Reportagem por Mário Pedro Caetano (LUSA)
Afonso Carvalhais tem 18 anos. Desenvolveu a paixão pela guitarra portuguesa durante a pandemia, e foi a “sonoridade única” do instrumento que lhe despertou a vontade de tocar.
Carvalhais é um dos novos guitarristas assíduos na Tasca do Jaime, casa que lhe abriu as portas, e lhe deu a oportunidade de tocar e aprender ao lado de mestres, com a primeira guitarra oferecida pela mãe.
Começou a aprender música “no piano”, mas os filmes antigos de Vasco Santana foram os cúmplices que o puxaram para o som da guitarra portuguesa, com referências a intérpretes históricos como Carlos Paredes, Alcino Frazão e Zé Pracana.
Dona Laura Nunes, a “Margaret Thatcher da Tasca”, como Jaime se refere à dona da casa, é quem garante o espaço aos jovens artistas que aparecem no Fado Vadio.
Laura entende que tem o “dever de dar oportunidade” aos mais novos, e aponta com orgulho o exemplo dos guitarristas Daniel Freire e Afonso.
A empresária enaltece a “grande experiência” de trabalhar com jovens, além de a agradecer, porque também é mãe.
Daniel Freire tem 17 anos, começou a tocar guitarra portuguesa aos 10 anos por influência da família, sente as letras e tenta dar o espírito que lhes corresponde, sem conseguir explicar “algo que vem de dentro”.
Ao longo da noite, os jovens artistas puxam pela voz e pelas guitarras para receberem o agradecimento do público, a maioria estrangeiros que, sem perceberem a língua, demonstram satisfação em aplausos e nos olhares que dirigem aos fadistas.
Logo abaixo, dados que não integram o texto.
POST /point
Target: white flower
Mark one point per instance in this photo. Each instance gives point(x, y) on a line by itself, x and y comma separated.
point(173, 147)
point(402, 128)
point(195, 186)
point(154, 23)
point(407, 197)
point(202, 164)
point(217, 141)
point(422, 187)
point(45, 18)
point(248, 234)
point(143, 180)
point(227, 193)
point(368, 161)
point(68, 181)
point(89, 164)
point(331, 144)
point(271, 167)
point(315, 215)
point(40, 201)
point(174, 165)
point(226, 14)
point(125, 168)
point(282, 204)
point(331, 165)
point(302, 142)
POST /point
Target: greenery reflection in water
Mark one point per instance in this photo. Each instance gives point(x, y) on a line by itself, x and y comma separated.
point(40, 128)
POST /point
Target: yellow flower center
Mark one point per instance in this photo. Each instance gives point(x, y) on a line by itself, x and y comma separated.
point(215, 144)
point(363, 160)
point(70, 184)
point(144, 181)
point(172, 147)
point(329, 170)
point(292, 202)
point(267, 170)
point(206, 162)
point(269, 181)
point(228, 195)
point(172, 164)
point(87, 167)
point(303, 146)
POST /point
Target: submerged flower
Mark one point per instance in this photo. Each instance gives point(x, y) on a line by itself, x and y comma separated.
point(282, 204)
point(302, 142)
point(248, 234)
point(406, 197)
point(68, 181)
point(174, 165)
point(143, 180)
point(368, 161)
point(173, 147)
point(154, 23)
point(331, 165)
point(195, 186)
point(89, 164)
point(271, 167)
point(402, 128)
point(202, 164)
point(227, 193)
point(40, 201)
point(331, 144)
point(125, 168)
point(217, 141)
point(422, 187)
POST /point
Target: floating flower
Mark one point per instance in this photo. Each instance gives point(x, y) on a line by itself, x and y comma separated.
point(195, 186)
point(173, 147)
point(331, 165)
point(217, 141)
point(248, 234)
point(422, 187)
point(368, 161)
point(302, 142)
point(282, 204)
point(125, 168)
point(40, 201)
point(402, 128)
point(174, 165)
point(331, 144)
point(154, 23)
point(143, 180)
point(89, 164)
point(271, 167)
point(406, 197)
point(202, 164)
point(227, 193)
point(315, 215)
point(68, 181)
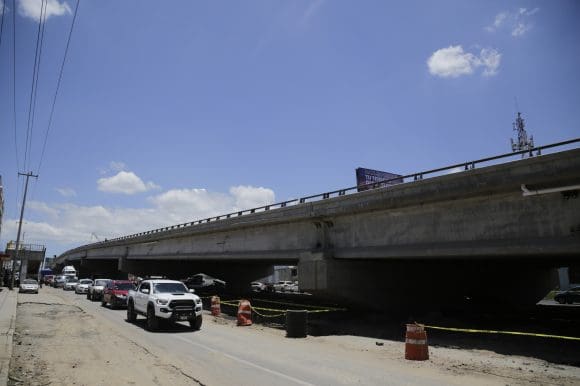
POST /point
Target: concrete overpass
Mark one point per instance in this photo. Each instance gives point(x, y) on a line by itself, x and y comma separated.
point(491, 232)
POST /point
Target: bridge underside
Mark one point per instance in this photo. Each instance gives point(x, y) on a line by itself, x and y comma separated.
point(404, 284)
point(429, 284)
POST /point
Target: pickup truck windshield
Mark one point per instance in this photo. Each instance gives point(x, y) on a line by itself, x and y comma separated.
point(123, 286)
point(173, 288)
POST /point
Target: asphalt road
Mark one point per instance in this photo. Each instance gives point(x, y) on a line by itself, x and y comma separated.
point(223, 354)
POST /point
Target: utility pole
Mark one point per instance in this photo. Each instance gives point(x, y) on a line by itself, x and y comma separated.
point(17, 251)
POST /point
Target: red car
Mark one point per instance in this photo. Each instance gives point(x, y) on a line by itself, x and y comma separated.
point(115, 293)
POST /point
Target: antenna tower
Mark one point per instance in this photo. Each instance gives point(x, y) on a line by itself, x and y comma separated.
point(522, 143)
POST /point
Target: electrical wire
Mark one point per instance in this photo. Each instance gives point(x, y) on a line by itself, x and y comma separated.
point(35, 70)
point(14, 83)
point(43, 22)
point(2, 22)
point(58, 86)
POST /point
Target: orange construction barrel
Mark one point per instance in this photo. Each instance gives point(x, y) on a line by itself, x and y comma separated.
point(244, 313)
point(416, 348)
point(215, 306)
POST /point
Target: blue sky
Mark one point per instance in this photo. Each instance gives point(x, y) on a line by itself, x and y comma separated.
point(175, 111)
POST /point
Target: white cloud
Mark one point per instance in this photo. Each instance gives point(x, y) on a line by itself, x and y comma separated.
point(31, 8)
point(117, 166)
point(66, 192)
point(518, 22)
point(69, 225)
point(250, 197)
point(125, 183)
point(452, 62)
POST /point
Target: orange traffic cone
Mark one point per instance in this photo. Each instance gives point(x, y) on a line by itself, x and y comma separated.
point(244, 313)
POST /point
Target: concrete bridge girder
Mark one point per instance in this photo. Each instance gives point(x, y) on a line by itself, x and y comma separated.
point(479, 216)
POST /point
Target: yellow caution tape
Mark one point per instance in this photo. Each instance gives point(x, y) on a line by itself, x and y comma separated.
point(301, 305)
point(501, 332)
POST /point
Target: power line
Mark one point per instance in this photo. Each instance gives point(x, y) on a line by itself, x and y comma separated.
point(58, 85)
point(14, 82)
point(2, 23)
point(35, 70)
point(15, 256)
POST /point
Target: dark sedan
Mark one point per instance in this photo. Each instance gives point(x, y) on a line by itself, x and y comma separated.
point(115, 293)
point(570, 296)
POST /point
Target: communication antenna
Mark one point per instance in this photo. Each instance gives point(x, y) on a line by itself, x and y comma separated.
point(523, 142)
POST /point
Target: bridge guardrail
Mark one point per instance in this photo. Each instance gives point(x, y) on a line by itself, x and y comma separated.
point(464, 166)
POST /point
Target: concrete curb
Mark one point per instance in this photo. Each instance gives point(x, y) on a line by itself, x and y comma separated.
point(8, 301)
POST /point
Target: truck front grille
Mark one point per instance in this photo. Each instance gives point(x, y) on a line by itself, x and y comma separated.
point(179, 305)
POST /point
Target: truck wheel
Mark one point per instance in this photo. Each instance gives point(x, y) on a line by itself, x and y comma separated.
point(195, 324)
point(131, 315)
point(152, 321)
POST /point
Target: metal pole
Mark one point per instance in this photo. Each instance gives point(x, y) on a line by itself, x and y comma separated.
point(17, 251)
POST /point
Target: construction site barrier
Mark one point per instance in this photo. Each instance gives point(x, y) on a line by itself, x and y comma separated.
point(416, 347)
point(215, 306)
point(470, 330)
point(244, 313)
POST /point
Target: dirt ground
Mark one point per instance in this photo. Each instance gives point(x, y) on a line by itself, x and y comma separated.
point(59, 343)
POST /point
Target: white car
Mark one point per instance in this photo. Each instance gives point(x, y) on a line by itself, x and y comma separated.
point(258, 286)
point(29, 285)
point(70, 283)
point(161, 300)
point(83, 286)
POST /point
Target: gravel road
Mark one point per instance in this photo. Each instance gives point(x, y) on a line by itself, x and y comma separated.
point(62, 338)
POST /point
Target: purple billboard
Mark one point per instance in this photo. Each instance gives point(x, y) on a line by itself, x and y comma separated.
point(369, 176)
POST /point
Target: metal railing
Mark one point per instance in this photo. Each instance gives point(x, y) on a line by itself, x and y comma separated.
point(464, 166)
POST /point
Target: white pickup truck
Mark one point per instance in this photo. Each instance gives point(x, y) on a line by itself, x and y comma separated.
point(164, 300)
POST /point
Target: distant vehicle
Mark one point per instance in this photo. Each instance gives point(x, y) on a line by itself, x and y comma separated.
point(292, 287)
point(570, 296)
point(258, 286)
point(282, 285)
point(205, 284)
point(95, 291)
point(115, 293)
point(83, 286)
point(69, 270)
point(28, 285)
point(59, 281)
point(70, 283)
point(164, 300)
point(48, 279)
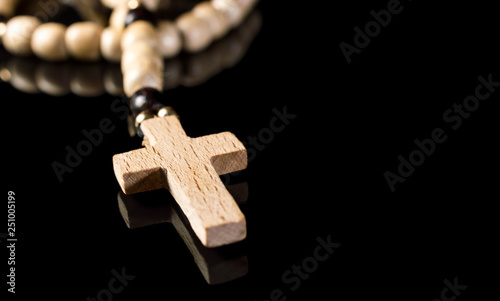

Eduardo Batista completa 19 anos e começou a cantar aos oito, por herança do avô. O fadista defende que a sonoridade do fado é inigualável e “toca a alma” de qualquer pessoa, mesmo aos estrangeiros, porque a “guitarra toca em qualquer coração”, indiferente à língua.
Toda a intensidade colocada no fado é “trespassada” para todas as linguagens, só existe nesta maneira de cantar, e em Portugal, sendo a música que mais lhe toca a alma, precisa Eduardo Batista à agência Lusa.
Outra figura incontornável das violas de Lisboa é o "Dr. Heleno", como os jovens artistas chamam ao médico reformado, a quem o “amor” pelo fado, como era tocado há 50 anos, o leva a Alfama acompanhar os jovens artistas.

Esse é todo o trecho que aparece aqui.